Why Your Vibe-Coded SaaS Will Break in Production

You built something with Claude Code, Cursor, or Copilot. It works. Users are testing it. You shipped faster than you ever thought possible. Congratulations — you just solved the easy problem.

The hard problem is everything your AI tool never told you was missing.

I know because I built a 93,000-line SaaS using Claude Code over 8 months. It worked from month one. It wasn't production-ready until month seven. The gap between those two milestones nearly broke the project.
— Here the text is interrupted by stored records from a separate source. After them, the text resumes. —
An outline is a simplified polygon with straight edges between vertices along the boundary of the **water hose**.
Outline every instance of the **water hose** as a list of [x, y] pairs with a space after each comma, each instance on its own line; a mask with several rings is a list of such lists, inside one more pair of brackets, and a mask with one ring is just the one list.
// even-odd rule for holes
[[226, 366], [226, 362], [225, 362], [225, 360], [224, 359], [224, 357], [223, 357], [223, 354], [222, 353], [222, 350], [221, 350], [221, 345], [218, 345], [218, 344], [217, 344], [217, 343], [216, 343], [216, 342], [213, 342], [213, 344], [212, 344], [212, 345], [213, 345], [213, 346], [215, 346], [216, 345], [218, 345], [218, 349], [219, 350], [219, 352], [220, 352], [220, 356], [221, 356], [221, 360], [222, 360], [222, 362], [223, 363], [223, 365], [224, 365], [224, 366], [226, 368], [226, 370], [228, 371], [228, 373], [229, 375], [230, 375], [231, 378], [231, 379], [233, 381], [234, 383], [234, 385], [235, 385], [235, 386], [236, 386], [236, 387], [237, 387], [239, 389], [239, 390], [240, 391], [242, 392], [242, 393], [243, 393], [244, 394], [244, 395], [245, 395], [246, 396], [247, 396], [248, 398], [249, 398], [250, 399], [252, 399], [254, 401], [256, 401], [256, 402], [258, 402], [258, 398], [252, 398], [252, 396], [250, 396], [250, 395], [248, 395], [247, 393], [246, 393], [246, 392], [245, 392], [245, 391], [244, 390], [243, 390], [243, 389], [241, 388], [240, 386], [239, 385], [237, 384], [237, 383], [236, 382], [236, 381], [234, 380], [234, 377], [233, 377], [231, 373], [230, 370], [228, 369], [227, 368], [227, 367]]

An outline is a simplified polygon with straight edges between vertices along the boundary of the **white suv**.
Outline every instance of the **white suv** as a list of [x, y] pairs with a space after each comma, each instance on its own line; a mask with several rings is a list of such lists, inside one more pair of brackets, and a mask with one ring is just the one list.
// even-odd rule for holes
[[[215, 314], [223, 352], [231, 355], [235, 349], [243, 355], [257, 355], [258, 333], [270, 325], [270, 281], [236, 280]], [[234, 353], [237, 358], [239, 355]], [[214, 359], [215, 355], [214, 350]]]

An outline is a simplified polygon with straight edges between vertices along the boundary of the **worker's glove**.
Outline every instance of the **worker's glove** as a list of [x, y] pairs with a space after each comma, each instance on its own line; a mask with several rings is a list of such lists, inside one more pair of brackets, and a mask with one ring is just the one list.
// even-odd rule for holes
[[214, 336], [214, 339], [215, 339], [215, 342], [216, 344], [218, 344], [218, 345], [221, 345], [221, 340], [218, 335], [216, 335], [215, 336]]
The six things AI tools won't suggest

AI coding assistants are extraordinary at generating code that does what you ask. They are terrible at generating code that handles what you didn't ask about. Here's what they consistently miss:

1. Your authentication is a liability

Ask any AI tool to add authentication. Nine times out of ten, it'll store JWT tokens in localStorage. This is a textbook XSS vulnerability. Any JavaScript running on your page — including that analytics script you embedded — can read the token and impersonate the user.

What production requires: httpOnly cookies that JavaScript can't access. CSRF protection on every state-changing request. Rate limiting on login endpoints. Token rotation on sensitive operations.

No AI tool will spontaneously suggest any of this. You have to know to ask.

2. You have zero migration files

When you change your database schema during development, you probably just modify the model and restart. It works locally. But when you need to deploy to a second server, or roll back a bad release, or onboard another developer, there is no way to recreate your database state.

What production requires: A migration file for every schema change, from day one. A rollback path for every migration. Version-controlled database state that any server can reproduce.

3. Multi-tenancy is an afterthought

If your SaaS serves multiple customers, their data needs to be isolated. Not "mostly isolated." Completely isolated. One bad query filter and Customer A sees Customer B's data. This isn't a bug — it's a lawsuit.

What production requires: Tenant-aware middleware on every route. Database queries that always filter by tenant ID. Automated tests that verify cross-tenant data can't leak.

4. Your webhooks will lose payments

Stripe, MercadoPago, PayPal — they all send webhooks for payment events. They also retry webhooks if your server doesn't respond fast enough. Without idempotency keys, a retried webhook means you process the same payment twice. Your customer gets charged twice. Or worse — your webhook handler crashes and the payment is processed by Stripe but never recorded in your system.

What production requires: Idempotent webhook handlers using the transaction ID. Webhook signature verification. A dead-letter queue for failed events. Reconciliation scripts that catch discrepancies.

5. There's no disaster recovery plan

What happens if your server dies at 2 AM? If your database corrupts? If you push a bad deploy? For most vibe-coded projects, the answer is "I don't know." That's not an answer your paying customers will accept.

What production requires: Automated backups with tested restore procedures. A deployment rollback path. Health checks and uptime monitoring. An incident response runbook — even if the "team" is just you.

6. You're probably not compliant

If you serve users in Europe (GDPR), Mexico (LFPDPPP), or California (CCPA), you have legal obligations around data collection, storage, and deletion. If you process payments, PCI DSS applies. If you don't have a privacy policy, terms of service, and a documented data handling process, you're exposed.

What production requires: A privacy policy that matches your actual data practices. Terms of service with limitation of liability. A data deletion workflow (users have the legal right to request this). Documentation of what data you collect and where it's stored.

The checklist AI never generates

Here's the uncomfortable truth: AI tools are brilliant at answering questions. They never tell you which questions you should be asking.

No AI will spontaneously suggest that you need CSRF protection, database encryption at rest, ARCO rights compliance for Mexican users, or a disaster recovery runbook. These aren't features. They're the invisible foundation that separates "it works" from "it works and doesn't get you sued, hacked, or bankrupted."

AI tools are force multipliers, not architecture substitutes. The developer who knows what to ask for will always outbuild the one who accepts whatever the AI suggests.

What to do about it

You don't need to throw away what you've built. You need to audit it. Systematically check for the gaps listed above — and the dozens of others that surface in real production environments.

Start with these three steps:

1. Run a security audit — check authentication, authorization, input validation, and every place user data enters your system
2. Create your first migration file — document your current schema, then write every future change as a migration
3. Write one runbook — "what happens if the server crashes at 2 AM?" Document the recovery steps before you need them

These three actions alone will put you ahead of 90% of vibe-coded projects.